Para mim um escritor maldito é:
a) O que escreve mal. Logo e com mais propriedade lhe devíamos chamar escritor melescrito. Mas escrever mal tem vários sentidos. Pode ser, por exemplo, escrever em demais, isto é, com punhos de renda, prosa muito burilada, versos esotéricos, academismos de uma figa. O principal é que ele escreva como quer e seja parecido com o que escreve. Escrita exacta, única, original, a expressão duma personalidade, o panorama duma vida. É isto tão dificil entre nós, que poucamente e a medo, envergonhado das minhas faltas de informação, de perspectiva humana (só uma vez sai a fronteira e foi por quinze dias), me declaro como escriba.Durante anos e anos não publiquei nada meu, publicando outros, que considerava e considero ainda com muito mais talento do que eu (exemplo: o Cesariny, o Manuel de Lima). Se há coisa que me encha de cagança é essa minha actividade de Editor, a qual excede de longe a de um Autor e lanço daqui um desafio: não pode haver nenhuma bibliotecazinha decente que não tenha lá um livro editado por mim - poesia ou teatro, cinema, ficção, ensaio.
b) O escritor dos domingos. Somos os escritores ou escribas (no meu caso) profissionais em Portugal? Dois, três? Ferreira de Castro, Mário Domingues e... O conselho mais prudente é a segunda (que ideia! a primeira) profissão, a que rende. Depois, ao serão, nos fins- de- semana, com o tempo roubado ao repouso e ao sono, ir escrevinhando. O que acontece, numa sociedade em que tudo tende cada vez mais a especializar-se, tarefas concretas que exigem preparação intensa e uma informação atenta e uma actualização permanente. Piada...nunca ouvi ninguém aconselhar um médico a que se empregassenum escritório e praticasse clínica, estudasse só nas horas vagas... a mim mo têm dito de mil maneiras, com extremos de ternura ou agressivas indigna~ções. Posso falar? os livros que há para ler, o esforço de construção literária é tão empolgante que não se pode pensar em mais nada. Ler, escrever, cair de borco na cama, arrasado. Contactar com pessoas, terras. Fazer experiências do diacho, nem todas agradáveis. Emperrar a certa altura e não saber como resolver problemas de ordem técnica. Sentir a alegria fecunda de uma ideia, de uma frase a germinar, dum título a preceito. Encontrar de súbito dúvidas resolvidas com uma leitura casual (aconteceu-me a semana passada com o Nemésio). Ter a noção de uma herarquia de valores na qual nos inscrevemos e saber admirar, dom inapreciável porque assim se aprende. Ler muito e de tudo. Como é que querem par ao escritor ou o escriba um emprego? Ou caímos naquela do Simões: Tenho tanto que escrever e não tenho tempo para ler.

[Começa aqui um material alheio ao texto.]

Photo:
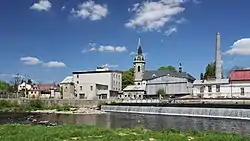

c) Os vendilhões. E estes são duas ou mais espécies: os jornalistas e os publicitários. A classe de jornalista é das mais nobres, todos o sabemos. Em Portugal se exerce também como se sabe. O que me mete horror e já por lá passei - Jesu! Jesu!Jesu!...é que o jornalista, na sua rotina, é obrigado a escrver patacoadas anóninas, a a empregar chavões, a exercitar as faculdades no que nada lhe interessa. Não que venda a consciência, mas sim (pelo menos) tempo ganhando em virtuosismo artesanl ( a muita apregoada facilidade de escrever dos jornalistas) o que perde em candura lidando com matéria difíl - as palavras, senhoras donas nossas - de que o uso imoderado corrompe a força e a frescura, a novidade. O publicitário, com a direita agitando o slogan idiota e com a canhota fazendo odes à Catarina Eufémia, deixem-me rir! E nem digo mais nada.
Eis , em breve exemplo, o que é para mim um escritor maldito. E a eles e aos que por simpatia ou querendo sangrar-me em vida, me chamam maldito nas barbas ou nas costas, daqui grito sem ira nenhuma ou rancor, como saudação amigável:
Raios os partam!
in "memorando, mirabolando", Luiz Pacheco, ed. Contraponto, 1995.